Welche Rolle kommt Deutschland bei der COP26 zu? Deutschland verhandelt als Teil der EU-Delegation. Laut Bundesumweltministerin Svenja Schulze will man sich dafür einsetzen, dass die EU geschlossen für mehr Klimaschutz eintritt. Umwelt-Staatssekretär Jochen Flasbarth attestierte dem Kampf gegen den Klimawandel große Fortschritte. Viele Länder hätten sich zuletzt verpflichtet, bis Mitte des Jahrhunderts klimaneutral zu werden, so Flasbarth. Einzeln betrachtet hätten die Weltklimakonferenzen bislang - mit Ausnahme von Paris - keine großen Durchbrüche gebracht. Die COP26 sei Teil der „langen Wegstrecke“ hin zu mehr Klimaschutz. Krischer hob die Vorbildfunktion Deutschlands hervor: „Mit der Sondierungsvereinbarung zu einem vorgezogenen Kohleausstieg sendet Deutschland ein starkes Signal nach Glasgow, dass ein großes Industrieland zeitnah auf die Nutzung der Kohle verzichten will.“ Die Ampel will den Kohle-Ausstieg in Deutschland von 2038 auf 2030 vorziehen

Was ist das Problem beim Klimaschutz? Grundsätzlich geht es um die Verteilung von Lasten und Chancen. Was hilft es, wenn Deutschland aus der Kohle aussteigt, aber China und Indien mehr denn je auf Kohle setzen? Und darf der Westen, der selbst durch massive Nutzung der Kohle groß geworden ist, jetzt Entwicklungsländer um ihre Wachstumschancen bringen? Der Vorsitzende der Deutschen Bischofskonferenz, Georg Bätzing, mahnt bereits: „Gerade Deutschland hat aufgrund seiner historischen Emissionen eine besondere Verpflichtung für das Weltklima.“ Andererseits bringt einseitiger Klima-Ehrgeiz eines Landes nur wenig und schadet seiner Wirtschaft: „Für eine Industrie wie die deutsche, die im globalen Wettbewerb steht, ist es eine einseitige Belastung, wenn sie zuhause scharfe Sektorziele zu erfüllen hat, die international so nicht gelten", warnte Holger Lösch, Vize-Chef des Bundesverbands der Deutschen Industrie, und fordert mehr internationale Kooperation im Kampf gegen die Erderwärmung.

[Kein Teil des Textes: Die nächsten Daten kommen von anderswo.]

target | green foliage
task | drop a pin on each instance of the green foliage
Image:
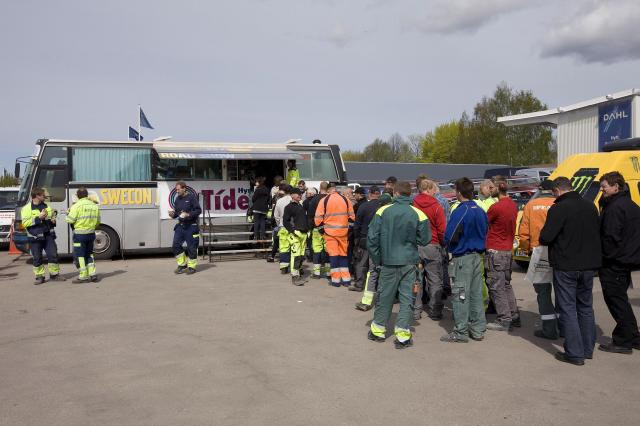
(482, 139)
(476, 139)
(350, 155)
(438, 145)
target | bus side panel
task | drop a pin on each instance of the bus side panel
(112, 217)
(141, 226)
(166, 232)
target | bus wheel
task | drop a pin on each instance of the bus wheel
(107, 243)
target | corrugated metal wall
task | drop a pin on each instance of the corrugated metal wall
(635, 112)
(577, 132)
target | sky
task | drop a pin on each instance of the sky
(345, 72)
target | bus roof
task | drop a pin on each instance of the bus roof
(206, 150)
(165, 144)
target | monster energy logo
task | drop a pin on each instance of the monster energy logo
(582, 179)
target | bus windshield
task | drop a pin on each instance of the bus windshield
(8, 200)
(23, 194)
(317, 165)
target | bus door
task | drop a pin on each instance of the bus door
(53, 176)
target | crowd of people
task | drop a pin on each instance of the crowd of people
(419, 250)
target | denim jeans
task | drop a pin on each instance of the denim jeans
(574, 303)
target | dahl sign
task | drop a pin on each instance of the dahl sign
(614, 122)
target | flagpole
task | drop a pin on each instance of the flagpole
(139, 122)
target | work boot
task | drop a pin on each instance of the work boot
(362, 307)
(454, 338)
(298, 280)
(515, 322)
(540, 334)
(375, 338)
(498, 325)
(403, 345)
(613, 348)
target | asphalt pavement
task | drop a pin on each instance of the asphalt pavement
(236, 343)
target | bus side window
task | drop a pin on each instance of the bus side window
(54, 156)
(54, 181)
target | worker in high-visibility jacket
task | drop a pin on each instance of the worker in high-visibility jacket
(294, 220)
(293, 175)
(334, 214)
(186, 209)
(321, 267)
(84, 218)
(40, 220)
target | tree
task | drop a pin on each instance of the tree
(482, 139)
(378, 150)
(438, 146)
(350, 155)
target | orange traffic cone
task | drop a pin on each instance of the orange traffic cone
(12, 247)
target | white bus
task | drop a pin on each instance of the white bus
(134, 182)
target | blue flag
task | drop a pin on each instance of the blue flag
(143, 120)
(133, 134)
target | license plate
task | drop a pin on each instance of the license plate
(521, 253)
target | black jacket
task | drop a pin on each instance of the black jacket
(363, 218)
(572, 233)
(189, 203)
(620, 230)
(357, 205)
(311, 210)
(294, 218)
(260, 199)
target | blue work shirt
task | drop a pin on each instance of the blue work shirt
(466, 230)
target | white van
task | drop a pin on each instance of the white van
(540, 173)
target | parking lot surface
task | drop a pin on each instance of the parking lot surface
(236, 343)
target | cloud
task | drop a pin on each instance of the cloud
(605, 31)
(464, 16)
(339, 36)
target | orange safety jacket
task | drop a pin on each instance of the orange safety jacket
(533, 217)
(334, 213)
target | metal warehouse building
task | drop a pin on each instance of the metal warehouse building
(588, 126)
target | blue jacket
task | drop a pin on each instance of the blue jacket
(189, 203)
(466, 230)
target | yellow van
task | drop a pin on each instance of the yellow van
(585, 171)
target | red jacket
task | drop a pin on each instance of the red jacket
(502, 224)
(432, 208)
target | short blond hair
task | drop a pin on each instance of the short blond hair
(427, 185)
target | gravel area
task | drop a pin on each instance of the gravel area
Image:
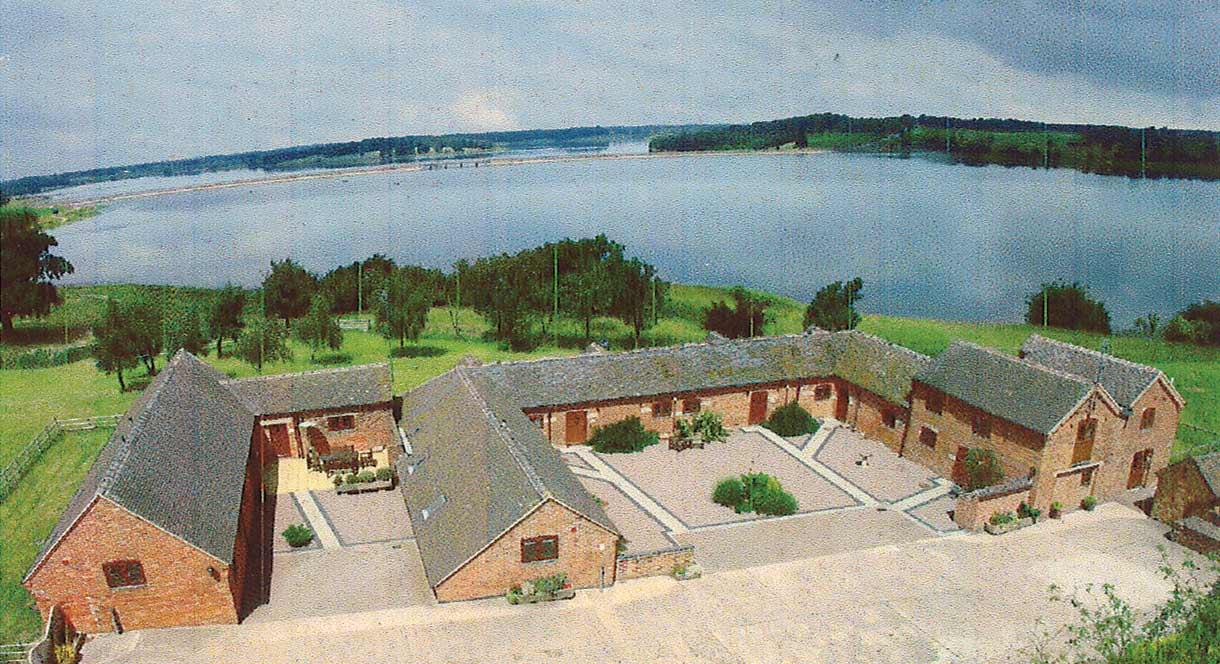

Wo liegen die Knackpunkte in Glasgow? Umweltministerin Schulze sieht besonders den Emissionshandel als kritischen Punkt. Dabei geht es um den Artikel 6 des Pariser Abkommens, der die Zusammenarbeit zwischen Staaten oder zwischen Firmen und Staaten regelt. Umstritten ist noch, wer sich Minderungen beim Ausstoß von Treibhausgasen anrechnen darf, um Doppelbuchungen und damit eine Verfälschung des tatsächlichen Fortschritts auszuschließen. Schulzes Parteikollege Gremmels erwartet zudem beim Thema Atomkraft „spannende Debatten“. Dabei spricht er sich klar gegen eine Renaissance der Atomkraft aus, der entstehende Müll werde die Umwelt „für Millionen Jahre“ belasten. Frankreich hingegen setzt auf Atomkraft als Heilmittel gegen den Klimawandel.